Frequently Asked Questions

Note

Some FAQ answers may use C++ code snippets; however, the answers apply to the python bindings SDK too.

For a list of community driven FAQs and answers, please visit our community forums.

How many threads does the SDK use for inference?

The SDK inference engines can use up to 8 threads each, but this is dependant on the number of threads your system has. The Trueface::SDK::batchIdentifyTopCandidate() function is capable of using all the threads on your machine, depending on the number of probe Faceprints provided.

How can I reduce the number of threads used by the SDK?

If you need to reduce the number of threads utilized by the SDK, this can be achieved using the OpenMP environment variable OMP_NUM_THREADS. The SDK has been optimized to reduce latency. If you instead want to increase throughput, then limit the number of threads and instead run inference using multiple instances of the SDK in parallel.

The following graph shows the impact of threads on inference speed.

_images/average_speed_template_generation_full.png

As can be seen, the graph follows an exponential decay pattern, with the greatest reduction in latency being experienced when moving from 1 thread to 2 threads. The significance of this is that we can actually enforce a reduced thread count in order to increase the CPU throughput. Consider an example where we have a CPU with 8 threads.

Scenario 1: Latency Optimized: In this scenario, we have 1 instance running inference using all 8 threads. Using the chart above, we can approximate the latency to be 75ms - given a single input image, inference can be performed in 75ms. Therefore, this scheme optimizes to reduce latency as much as possible. However, if the instance is provided with 100 input images to process, then it will take a total of 7.5s (100 images * 75ms ) to run inference.

Scenario 2: Throughput Optimized: In this scenario, we have 8 instances running inference using only 1 thread each. Using the chart above, we can approximate the latency to be 400ms - given a single input image, inference will be performed in 400ms. Although this seems like a bad tradeoff compared to scenario 1, scenario 2 shines when we have many input samples. If the instances are provided with 100 input images to process, then it will take a total of 5s (100 images * 400ms / 8 instances) to run inference.

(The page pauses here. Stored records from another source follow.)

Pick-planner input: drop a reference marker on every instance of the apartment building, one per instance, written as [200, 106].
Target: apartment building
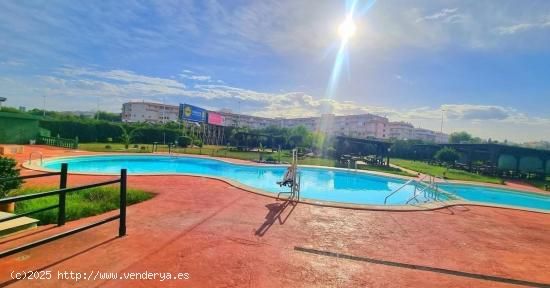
[401, 130]
[359, 126]
[149, 112]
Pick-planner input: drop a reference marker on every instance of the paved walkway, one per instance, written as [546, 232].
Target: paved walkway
[225, 237]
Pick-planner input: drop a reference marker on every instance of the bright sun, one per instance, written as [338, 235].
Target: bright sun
[347, 29]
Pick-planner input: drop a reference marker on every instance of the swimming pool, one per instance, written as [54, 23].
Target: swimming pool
[325, 184]
[316, 183]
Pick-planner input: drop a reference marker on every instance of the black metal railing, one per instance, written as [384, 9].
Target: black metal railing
[58, 142]
[61, 206]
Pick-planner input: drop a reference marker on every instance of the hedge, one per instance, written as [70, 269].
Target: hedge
[101, 131]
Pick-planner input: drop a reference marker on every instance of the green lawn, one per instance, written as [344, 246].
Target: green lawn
[451, 174]
[81, 204]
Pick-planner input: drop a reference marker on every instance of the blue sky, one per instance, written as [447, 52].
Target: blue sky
[486, 63]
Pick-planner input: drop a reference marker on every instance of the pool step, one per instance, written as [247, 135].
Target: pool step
[15, 225]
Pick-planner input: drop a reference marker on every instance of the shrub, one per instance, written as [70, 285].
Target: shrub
[331, 151]
[8, 169]
[447, 155]
[184, 141]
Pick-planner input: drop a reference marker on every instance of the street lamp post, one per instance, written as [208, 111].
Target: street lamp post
[442, 116]
[44, 106]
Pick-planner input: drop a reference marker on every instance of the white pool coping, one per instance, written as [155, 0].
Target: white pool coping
[34, 165]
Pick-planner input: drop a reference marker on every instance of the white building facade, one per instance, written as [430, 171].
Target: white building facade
[149, 112]
[358, 126]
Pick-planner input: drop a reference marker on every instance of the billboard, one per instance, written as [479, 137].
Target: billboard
[215, 118]
[192, 113]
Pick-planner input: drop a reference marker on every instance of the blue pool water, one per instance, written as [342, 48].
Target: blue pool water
[316, 183]
[498, 196]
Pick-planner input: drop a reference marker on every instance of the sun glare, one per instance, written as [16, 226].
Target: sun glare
[347, 29]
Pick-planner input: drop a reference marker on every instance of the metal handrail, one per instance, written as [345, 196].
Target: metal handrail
[41, 157]
[423, 191]
[406, 183]
[396, 190]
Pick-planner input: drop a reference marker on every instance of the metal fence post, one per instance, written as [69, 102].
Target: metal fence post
[62, 195]
[122, 223]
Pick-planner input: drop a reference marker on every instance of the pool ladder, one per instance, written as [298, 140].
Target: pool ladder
[39, 153]
[429, 190]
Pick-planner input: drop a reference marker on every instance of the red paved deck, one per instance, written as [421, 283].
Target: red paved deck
[225, 237]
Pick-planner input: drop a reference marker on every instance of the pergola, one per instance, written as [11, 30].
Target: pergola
[249, 140]
[493, 155]
[358, 147]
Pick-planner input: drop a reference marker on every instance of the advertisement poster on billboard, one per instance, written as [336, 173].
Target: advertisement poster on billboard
[192, 113]
[215, 118]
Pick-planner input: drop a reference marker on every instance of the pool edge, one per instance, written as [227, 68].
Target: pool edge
[30, 165]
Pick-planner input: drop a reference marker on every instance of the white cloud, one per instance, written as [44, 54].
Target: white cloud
[188, 74]
[522, 27]
[78, 88]
[445, 15]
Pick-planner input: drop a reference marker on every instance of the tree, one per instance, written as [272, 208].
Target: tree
[127, 137]
[184, 141]
[460, 137]
[447, 155]
[8, 169]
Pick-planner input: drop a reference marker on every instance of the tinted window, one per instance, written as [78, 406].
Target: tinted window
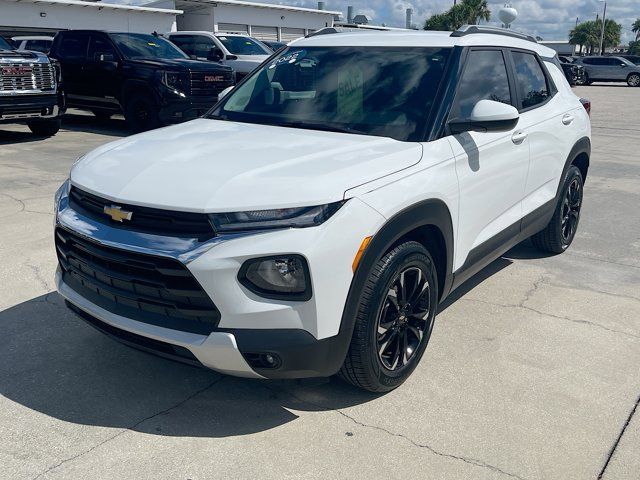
[74, 46]
[38, 45]
[380, 91]
[100, 46]
[239, 45]
[484, 78]
[532, 84]
[140, 45]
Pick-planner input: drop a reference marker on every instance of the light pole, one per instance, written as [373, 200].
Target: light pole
[604, 16]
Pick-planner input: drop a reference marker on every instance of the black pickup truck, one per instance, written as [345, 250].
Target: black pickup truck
[30, 90]
[143, 76]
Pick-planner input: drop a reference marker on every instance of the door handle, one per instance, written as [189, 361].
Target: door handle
[519, 137]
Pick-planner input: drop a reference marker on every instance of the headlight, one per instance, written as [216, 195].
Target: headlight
[173, 80]
[62, 191]
[282, 277]
[299, 217]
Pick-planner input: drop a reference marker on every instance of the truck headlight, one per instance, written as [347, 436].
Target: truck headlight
[282, 277]
[298, 217]
[172, 80]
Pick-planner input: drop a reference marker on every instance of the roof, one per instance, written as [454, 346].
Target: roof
[271, 6]
[412, 38]
[101, 6]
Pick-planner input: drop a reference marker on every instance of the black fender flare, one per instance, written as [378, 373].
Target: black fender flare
[581, 146]
[425, 213]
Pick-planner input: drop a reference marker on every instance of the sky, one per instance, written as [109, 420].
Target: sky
[550, 19]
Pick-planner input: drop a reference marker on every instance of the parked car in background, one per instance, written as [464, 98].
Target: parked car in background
[275, 46]
[141, 75]
[34, 43]
[635, 59]
[313, 221]
[609, 69]
[30, 90]
[575, 73]
[240, 52]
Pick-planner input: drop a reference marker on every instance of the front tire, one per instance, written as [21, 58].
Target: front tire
[44, 128]
[633, 80]
[394, 319]
[141, 112]
[561, 230]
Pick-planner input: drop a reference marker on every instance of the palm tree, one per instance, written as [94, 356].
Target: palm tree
[475, 10]
[635, 28]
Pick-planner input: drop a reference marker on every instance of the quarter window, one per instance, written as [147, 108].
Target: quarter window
[484, 78]
[531, 80]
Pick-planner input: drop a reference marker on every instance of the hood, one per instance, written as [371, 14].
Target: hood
[219, 166]
[180, 64]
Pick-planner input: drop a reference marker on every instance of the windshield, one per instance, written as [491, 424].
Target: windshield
[378, 91]
[5, 45]
[239, 45]
[140, 45]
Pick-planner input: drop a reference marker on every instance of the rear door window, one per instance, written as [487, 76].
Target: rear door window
[484, 78]
[532, 83]
[74, 46]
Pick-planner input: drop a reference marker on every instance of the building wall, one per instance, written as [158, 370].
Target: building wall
[208, 18]
[23, 15]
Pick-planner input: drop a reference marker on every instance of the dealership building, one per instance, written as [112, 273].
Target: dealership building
[261, 20]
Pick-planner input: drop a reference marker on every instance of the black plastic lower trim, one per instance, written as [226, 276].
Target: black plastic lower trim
[150, 345]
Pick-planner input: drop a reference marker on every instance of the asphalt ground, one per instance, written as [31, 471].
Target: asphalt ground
[532, 370]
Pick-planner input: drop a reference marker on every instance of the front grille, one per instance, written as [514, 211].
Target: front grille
[16, 77]
[154, 290]
[143, 219]
[209, 84]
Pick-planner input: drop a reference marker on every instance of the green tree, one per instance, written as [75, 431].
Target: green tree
[635, 28]
[467, 12]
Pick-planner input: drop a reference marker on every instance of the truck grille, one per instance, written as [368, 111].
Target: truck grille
[154, 290]
[20, 77]
[209, 84]
[144, 219]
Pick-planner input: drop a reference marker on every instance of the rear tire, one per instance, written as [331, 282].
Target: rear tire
[394, 319]
[561, 230]
[633, 80]
[141, 112]
[44, 128]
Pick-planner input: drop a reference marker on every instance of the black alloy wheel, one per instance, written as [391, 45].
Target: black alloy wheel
[403, 319]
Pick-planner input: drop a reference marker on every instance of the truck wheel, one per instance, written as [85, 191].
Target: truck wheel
[561, 230]
[633, 80]
[394, 319]
[141, 112]
[44, 128]
[102, 115]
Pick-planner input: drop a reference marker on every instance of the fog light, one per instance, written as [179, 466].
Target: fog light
[283, 277]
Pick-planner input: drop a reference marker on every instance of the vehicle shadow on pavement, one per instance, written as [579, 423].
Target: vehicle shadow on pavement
[55, 364]
[88, 123]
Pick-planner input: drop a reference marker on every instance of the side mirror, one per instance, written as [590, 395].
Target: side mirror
[487, 116]
[225, 92]
[215, 54]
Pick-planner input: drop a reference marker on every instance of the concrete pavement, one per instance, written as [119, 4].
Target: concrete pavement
[531, 372]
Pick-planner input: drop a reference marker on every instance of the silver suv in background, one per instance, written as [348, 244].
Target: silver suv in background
[610, 69]
[239, 51]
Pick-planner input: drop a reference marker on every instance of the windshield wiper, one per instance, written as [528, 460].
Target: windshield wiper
[318, 126]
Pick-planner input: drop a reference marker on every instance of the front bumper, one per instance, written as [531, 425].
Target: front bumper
[20, 108]
[305, 337]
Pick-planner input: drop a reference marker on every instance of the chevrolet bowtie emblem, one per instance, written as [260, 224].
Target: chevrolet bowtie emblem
[117, 214]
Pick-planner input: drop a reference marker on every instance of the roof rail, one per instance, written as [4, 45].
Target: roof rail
[473, 29]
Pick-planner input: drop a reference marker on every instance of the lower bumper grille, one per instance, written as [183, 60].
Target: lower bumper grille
[154, 290]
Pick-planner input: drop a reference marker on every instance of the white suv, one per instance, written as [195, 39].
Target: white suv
[237, 50]
[313, 220]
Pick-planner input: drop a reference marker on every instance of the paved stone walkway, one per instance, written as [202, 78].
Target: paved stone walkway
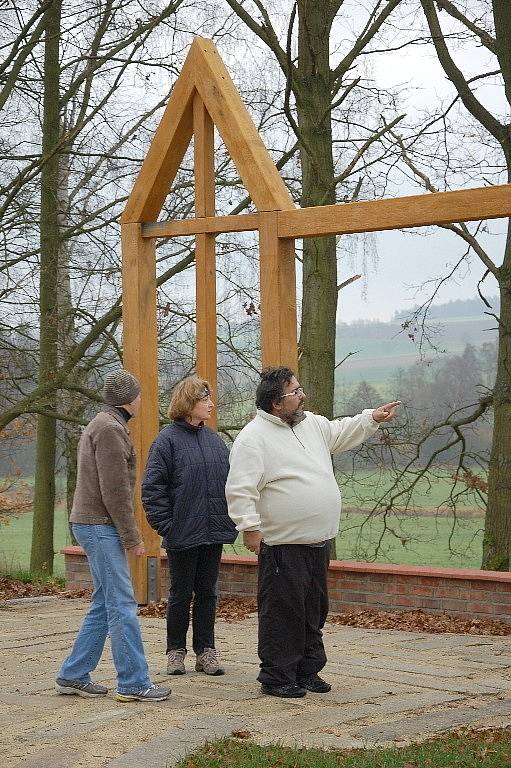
[387, 687]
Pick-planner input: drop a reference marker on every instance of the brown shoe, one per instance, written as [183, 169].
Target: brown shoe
[209, 662]
[176, 661]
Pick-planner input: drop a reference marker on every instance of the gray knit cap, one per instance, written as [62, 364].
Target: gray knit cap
[120, 387]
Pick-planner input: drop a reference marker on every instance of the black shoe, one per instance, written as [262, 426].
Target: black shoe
[79, 688]
[315, 684]
[153, 693]
[291, 691]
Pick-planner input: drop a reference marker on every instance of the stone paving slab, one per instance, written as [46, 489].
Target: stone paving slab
[388, 686]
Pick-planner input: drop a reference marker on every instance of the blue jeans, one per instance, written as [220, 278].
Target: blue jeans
[113, 612]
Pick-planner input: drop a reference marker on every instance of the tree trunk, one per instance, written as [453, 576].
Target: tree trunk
[497, 530]
[41, 558]
[319, 307]
[70, 403]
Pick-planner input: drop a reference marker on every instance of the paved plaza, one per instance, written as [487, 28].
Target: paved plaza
[388, 687]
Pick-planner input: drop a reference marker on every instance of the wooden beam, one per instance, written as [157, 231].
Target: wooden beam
[233, 122]
[166, 152]
[205, 260]
[397, 213]
[140, 357]
[278, 296]
[245, 222]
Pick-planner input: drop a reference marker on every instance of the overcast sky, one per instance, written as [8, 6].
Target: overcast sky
[404, 260]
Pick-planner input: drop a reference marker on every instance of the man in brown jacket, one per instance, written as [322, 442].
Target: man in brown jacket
[103, 523]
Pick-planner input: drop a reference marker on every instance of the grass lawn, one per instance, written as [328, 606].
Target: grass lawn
[410, 539]
[491, 749]
[15, 542]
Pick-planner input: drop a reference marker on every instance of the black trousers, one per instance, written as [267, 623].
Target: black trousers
[193, 573]
[293, 605]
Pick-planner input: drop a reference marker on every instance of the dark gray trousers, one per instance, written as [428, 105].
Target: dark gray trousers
[193, 572]
[293, 604]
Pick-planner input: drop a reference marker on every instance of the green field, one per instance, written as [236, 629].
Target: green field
[413, 540]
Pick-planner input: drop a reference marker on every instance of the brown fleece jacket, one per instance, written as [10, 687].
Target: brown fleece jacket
[106, 476]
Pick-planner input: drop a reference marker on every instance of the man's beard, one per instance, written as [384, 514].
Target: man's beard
[294, 418]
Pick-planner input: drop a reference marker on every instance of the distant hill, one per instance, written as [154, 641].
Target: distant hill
[382, 348]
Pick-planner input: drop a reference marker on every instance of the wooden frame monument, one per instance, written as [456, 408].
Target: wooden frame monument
[204, 97]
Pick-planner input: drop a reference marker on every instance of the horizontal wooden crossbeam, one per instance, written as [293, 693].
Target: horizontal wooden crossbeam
[245, 222]
[348, 218]
[397, 213]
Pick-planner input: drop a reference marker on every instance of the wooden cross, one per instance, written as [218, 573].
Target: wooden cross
[205, 97]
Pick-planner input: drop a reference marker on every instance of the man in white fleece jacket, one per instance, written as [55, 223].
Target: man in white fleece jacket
[282, 493]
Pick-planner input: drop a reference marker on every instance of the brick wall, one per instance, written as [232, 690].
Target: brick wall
[468, 593]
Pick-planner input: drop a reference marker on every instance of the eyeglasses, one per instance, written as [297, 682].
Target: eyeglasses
[297, 391]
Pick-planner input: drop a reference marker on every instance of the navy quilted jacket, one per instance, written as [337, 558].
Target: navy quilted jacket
[183, 490]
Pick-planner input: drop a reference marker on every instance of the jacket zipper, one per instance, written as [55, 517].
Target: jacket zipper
[207, 484]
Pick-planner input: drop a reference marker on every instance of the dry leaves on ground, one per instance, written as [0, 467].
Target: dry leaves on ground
[419, 621]
[234, 609]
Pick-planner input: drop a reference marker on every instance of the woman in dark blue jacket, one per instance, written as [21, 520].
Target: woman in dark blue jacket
[183, 493]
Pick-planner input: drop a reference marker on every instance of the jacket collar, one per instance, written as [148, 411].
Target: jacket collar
[275, 419]
[188, 427]
[116, 414]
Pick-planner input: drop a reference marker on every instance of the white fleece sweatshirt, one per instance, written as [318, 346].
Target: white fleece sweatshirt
[281, 479]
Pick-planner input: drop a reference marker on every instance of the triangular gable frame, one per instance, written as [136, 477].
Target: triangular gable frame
[205, 74]
[204, 96]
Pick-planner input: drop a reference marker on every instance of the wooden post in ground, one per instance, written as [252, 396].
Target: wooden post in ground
[141, 359]
[205, 259]
[278, 295]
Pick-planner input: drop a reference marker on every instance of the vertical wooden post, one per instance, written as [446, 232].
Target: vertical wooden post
[278, 295]
[205, 261]
[141, 359]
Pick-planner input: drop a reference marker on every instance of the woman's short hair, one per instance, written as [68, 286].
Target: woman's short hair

Hence, by running more instances in parallel and reducing the number of threads per instance, we have increased the latency but also increased the overall throughput.

How can I run inference with multiple instances of the SDK on a single CPU?

Since a single instance of the SDK can use up to 8 threads for inference, most 8 thread CPUs will work optimally with only a single instance of the SDK. Running multiple instances of the SDK will utilize more than 8 threads total and will result in time slicing which will slow things down. If you want to use multiple instances, then you must reduce the number of threads used for inference (refer to “How can I reduce the number of threads used by the SDK?” question above). So for example, if you limit the number of threads used for inference to just 4, then you can optimally run 2 instances of the SDK on your 8 thread CPU.

How can I increase throughput?

CPU: Throughput can be increased on CPU by running multiple instances of the SDK in parallel, and allocated fewer threads to each instance. See the question titled “How can I reduce the number of threads used by the SDK?” for more information.

GPU: Throughput can be increased on GPU by using batching. Currently our face recognition and mask detection modules supports batch inference. You can also increase throughput (and decrease latency) by using images pre-loaded in GPU (ex. decode video stream directly into GPU ram).

Is the SDK threadsafe?

In CPU only mode, the SDK is completely threadsafe. In GPU mode, the SDK is not threadsafe.

What architecture should I use when I have multiple camera streams producing lots of data?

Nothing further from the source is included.